Between August 2013 and July 2015, 1.15 million people had access to sanitation facilities following CLTS activities (Figure 2). During the period May 2014–July 2015, we conducted 56 chiefdom orientations across 20 districts where the total number of chiefdoms is 72. Among these chiefdoms the number of villages per chiefdom ranges from 6 to 509, with a median of 102. Of these chiefdoms, during the stated analysis period, three reached universal coverage of adequate latrine access and four more had a mean village universal coverage attainment of 95%. Since running the analysis and writing this paper, an additional seven chiefdoms reached universal coverage in the 20 districts.

Figure 2.
Figure 2.

Monthly village median number of number of individuals with household-level access to adequate sanitation following CLTS before and after chiefdom orientations for villages receiving the chiefdom orientation (intervention) and those not receiving the chiefdom orientation (control). This figure appears in color at www.ajtmh.org.

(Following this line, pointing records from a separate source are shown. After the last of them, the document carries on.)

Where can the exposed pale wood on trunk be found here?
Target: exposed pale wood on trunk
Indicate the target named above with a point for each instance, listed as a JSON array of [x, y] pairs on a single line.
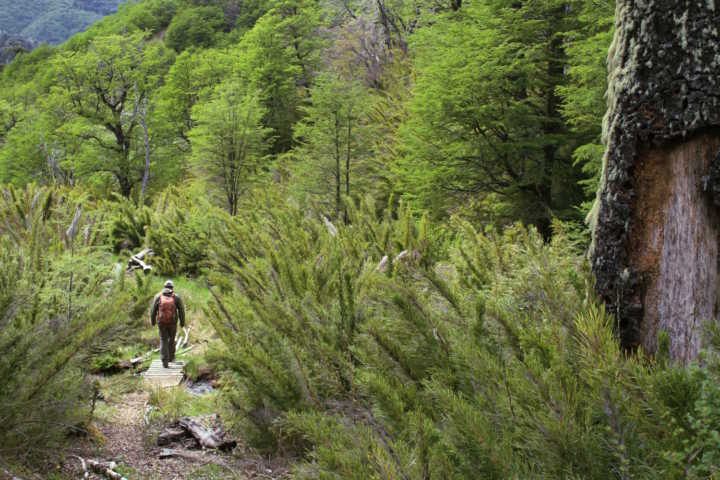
[[674, 246]]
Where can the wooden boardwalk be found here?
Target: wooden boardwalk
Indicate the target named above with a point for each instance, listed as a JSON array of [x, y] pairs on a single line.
[[159, 376]]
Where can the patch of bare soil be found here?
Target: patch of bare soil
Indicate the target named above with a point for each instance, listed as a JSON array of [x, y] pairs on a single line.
[[122, 436]]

Citation: The American Journal of Tropical Medicine and Hygiene 97, 5; 10.4269/ajtmh.16-0612

Time-to-event analysis.

Between August 2013 and July 2015, a total of 3,137 villages of the 10,932 that were first entered into DHIS2 achieved universal coverage of adequate latrine access. Among villages reaching universal coverage, time to reaching ranged from 3 to 23 months, with a median of 12 months. The Cox proportional hazard model of 10,932 villages and 72 chiefdoms found that after chiefdom orientation the probability of villages reaching universal coverage increased by approximately 23% (Table 1). Smaller villages were more likely to reach universal coverage than larger villages. Variation in the probability of a village achieving universal coverage was also demonstrated at the provincial level, with villages in Central Province most likely to reach universal coverage during the period and villages in Lusaka Province least likely to achieve universal coverage during the period.

Table 1

Results from a survival regression assessing the association between chiefdom orientation and the probability of a village achieving universal sanitation coverage

FactorHazard ratio (95% CI)P value
Chiefdom orientationBefore orientationReferenceReference
Postorientation1.263 (1.080–1.478)0.003
Village size< 15 housesReferenceReference
15–23 houses0.750 (0.673–0.836)< 0.0001
24–34 houses0.660 (0.589–0.739)< 0.0001
35–53 houses0.530 (0.471–0.596)< 0.0001
> 53 houses0.372 (0.327–0.424)< 0.0001

CI = confidence interval. The model accounted for different chiefdoms through a shared frailty and province through a covariate. N (villages) = 10,932; N (chiefdoms) = 73.

Interrupted time series.

The interrupted time series results indicate that the chiefdom orientations were associated with a 30.4% increase in the number of individuals with household-level latrine access after accounting for temporal trends (95% confidence interval [CI] = 28.8–32.0%) (Table 2) suggesting that orientating chiefs in the CLTS surveillance program had a large impact on individual access to sanitation. Before chiefdom orientations, the number of individuals with household-level latrine access increased 3.0% per month (95% CI = 2.8–3.1%). Immediately following the 30% increase from chiefdom orientations, the rate of increase in the number of individuals with household-level latrine access decreased to 2.2% per month (95% CI = 1.8–2.5%).

Table 2

Results from interrupted time series regression assessing the association between log-transformed individuals with household-level latrine access before and after involving chiefs and traditional leaders via chiefdom orientations

FactorCoefficient (95% CI)P value
Monthly trendBefore or without orientation0.0295 (0.0283 to 0.3068)< 0.0001
Postorientation−0.0081 (−0.0103 to −0.0059)< 0.0001
PeriodBefore or without orientationReferenceReference
Postorientation0.3038 (0.2876 to 0.3200)< 0.0001

CI = confidence interval. The model accounted for different chiefdoms through a covariate and for correlated data at the village level using a random intercept. N (villages) = 10,304.

DISCUSSION

Following the empowerment of chiefs through increased CLTS knowledge and elevated CC status in the chiefdom via chiefdom orientations, access to sanitation greatly improved in rural Zambia. Chiefdom orientations have proven to be a powerful tool in not only directly engaging chiefs, but also leveraging their traditional influence to improve behavior change practices at village level. In this case, chiefdom orientations increased CLTS knowledge, elevated the perception of CCs within chiefdoms, and contributed to the improvement in access to sanitation. Although chiefs in Zambia are aware of the CLTS program,11 the chiefdom orientations provide a powerful event to bring all key stakeholders together to discuss and plan for increasing access to sanitation. Most importantly, the orientations create accountability: village headmen/women set sanitation targets and present their targets to the chief, thus providing the chief a benchmark with which to measure progress. With continued follow-up throughout the chiefdom after the orientations, the probability of a village achieving universal coverage of sanitation increased by 23% and the number of individuals with to household-level latrine access increased by 30.4%.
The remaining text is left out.